Depending on your circumstances, you may want to talk about the importance of prenuptial agreements when your children are preparing to marry. Too many people view “prenups” as a negative—a sign of mistrust or a “future divorce” alert. But a prenup’s purpose is to identify your assets and provide a strategy to protect them. A prenup is not an indication that a relationship will go south. It’s a hard conversation, but one worth having, either with or without a trusted advisor by your side.
Will your children make mistakes with their financial decisions? Perhaps. Help them avoid costly mistakes by encouraging them to build a relationship with a financial advisor earlier in their own careers, so they can benefit from valuable advice on setting goals for the money they earn. Facilitating an introduction to your own financial advisor early on will help increase their knowledge and understanding about investments and financial planning, and set them up for success.
When It’s Time To Get Serious
Older children who’ve been in the workforce for a few years—and perhaps started families of their own—are ready to learn more about the specifics of your wealth. If appropriate, invite adult children for their input into financial decisions and encourage them to become more involved as they get older. It’s important to take your children’s approaches and strategies into account when creating or revising your estate plan, especially because younger generations have different views on investing. They’re often more interested in environmental, social, and governance (ESG) practices and many want to make responsible investing one of their overriding investment philosophies. In fact, ESG investing is predicted to reach $1 trillion annually by 2030. About one-third of millennials already make investments based on ESG factors, as compared to 2% of baby boomers, 16% of Gen X, and 19% of Gen Z.
Setting up a meeting with your children and your financial advisor or estate planning attorney offers an effective way to begin those conversations. It often helps to discuss your approach with your financial advisor and attorney in advance of the meeting. Not everyone is adept at discussing Transgenerational Wealth™ issues and if handled poorly, the conversation could backfire. At TAG, we’ve been having these difficult conversations with our clients and their families for years and have honed successful strategies to ensure smooth outcomes.

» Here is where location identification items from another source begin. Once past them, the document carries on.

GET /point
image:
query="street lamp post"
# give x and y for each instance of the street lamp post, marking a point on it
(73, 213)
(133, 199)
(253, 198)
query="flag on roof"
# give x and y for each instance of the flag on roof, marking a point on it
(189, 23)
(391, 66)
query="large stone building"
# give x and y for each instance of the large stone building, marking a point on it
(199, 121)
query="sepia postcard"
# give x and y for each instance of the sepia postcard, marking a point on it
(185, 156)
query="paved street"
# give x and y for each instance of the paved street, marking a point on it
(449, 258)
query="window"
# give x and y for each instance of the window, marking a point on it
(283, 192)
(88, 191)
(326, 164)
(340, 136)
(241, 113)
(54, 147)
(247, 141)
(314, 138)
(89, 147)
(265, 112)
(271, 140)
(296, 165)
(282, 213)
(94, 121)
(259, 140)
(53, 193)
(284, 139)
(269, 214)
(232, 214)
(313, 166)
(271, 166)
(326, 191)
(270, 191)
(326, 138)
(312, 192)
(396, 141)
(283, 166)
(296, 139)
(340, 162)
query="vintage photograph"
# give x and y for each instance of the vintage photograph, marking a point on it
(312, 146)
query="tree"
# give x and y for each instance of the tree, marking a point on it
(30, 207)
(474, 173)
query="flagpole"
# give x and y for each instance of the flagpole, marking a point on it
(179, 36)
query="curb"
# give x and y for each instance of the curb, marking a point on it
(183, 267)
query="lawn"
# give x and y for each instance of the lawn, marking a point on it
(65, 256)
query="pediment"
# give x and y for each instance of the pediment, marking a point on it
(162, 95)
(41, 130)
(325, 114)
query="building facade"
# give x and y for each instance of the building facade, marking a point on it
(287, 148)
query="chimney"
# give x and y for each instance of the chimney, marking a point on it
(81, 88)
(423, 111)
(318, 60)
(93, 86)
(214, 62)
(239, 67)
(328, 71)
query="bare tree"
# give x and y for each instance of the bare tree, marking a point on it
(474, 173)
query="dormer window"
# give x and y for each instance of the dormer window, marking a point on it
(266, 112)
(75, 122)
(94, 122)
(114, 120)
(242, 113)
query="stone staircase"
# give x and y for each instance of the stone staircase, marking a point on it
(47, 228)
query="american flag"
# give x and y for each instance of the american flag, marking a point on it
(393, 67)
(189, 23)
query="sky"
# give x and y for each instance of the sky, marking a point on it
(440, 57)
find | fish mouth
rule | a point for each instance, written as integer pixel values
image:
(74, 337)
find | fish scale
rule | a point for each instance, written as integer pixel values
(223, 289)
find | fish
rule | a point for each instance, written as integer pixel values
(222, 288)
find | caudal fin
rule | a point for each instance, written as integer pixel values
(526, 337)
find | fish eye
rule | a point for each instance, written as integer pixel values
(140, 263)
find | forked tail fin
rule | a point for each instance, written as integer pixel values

Let TAG Help With the Difficult Conversations
Whether it’s about a prenuptial agreement, an inheritance, or other estate planning strategies, society has conditioned us to think that talking openly about money is taboo. Too often we shy away from discussing wealth because we feel embarrassed or guilty—or we’ve been conditioned to keep mum about finances, even within our own families. Avoiding these discussions means we’re not living up to our parental responsibility to educate and prepare. We recommend having regular conversations about the challenges, obligations, and responsibilities that accompany wealth—how you built it, what you learned from building it, why you value it, what you hope to accomplish with it, and what will happen to it after you’re gone.
At TAG, we have deep expertise in Transgenerational Wealth™ management and often participate with our clients in these types of family discussions. If family dynamics dictate a more hands-off approach by parents, we have also conducted these conversations with family members on behalf of our clients, bringing their wishes and perspectives to the table in an objective manner. Either way, having your trusted advisor by your side can remove some of the stress and pressure around difficult conversations.
The information provided in this article is not written or intended as tax or legal advice, and it may not be relied on for purpose of avoiding any federal tax penalties. Individuals are encouraged to seek advice for the own tax and legal counsel.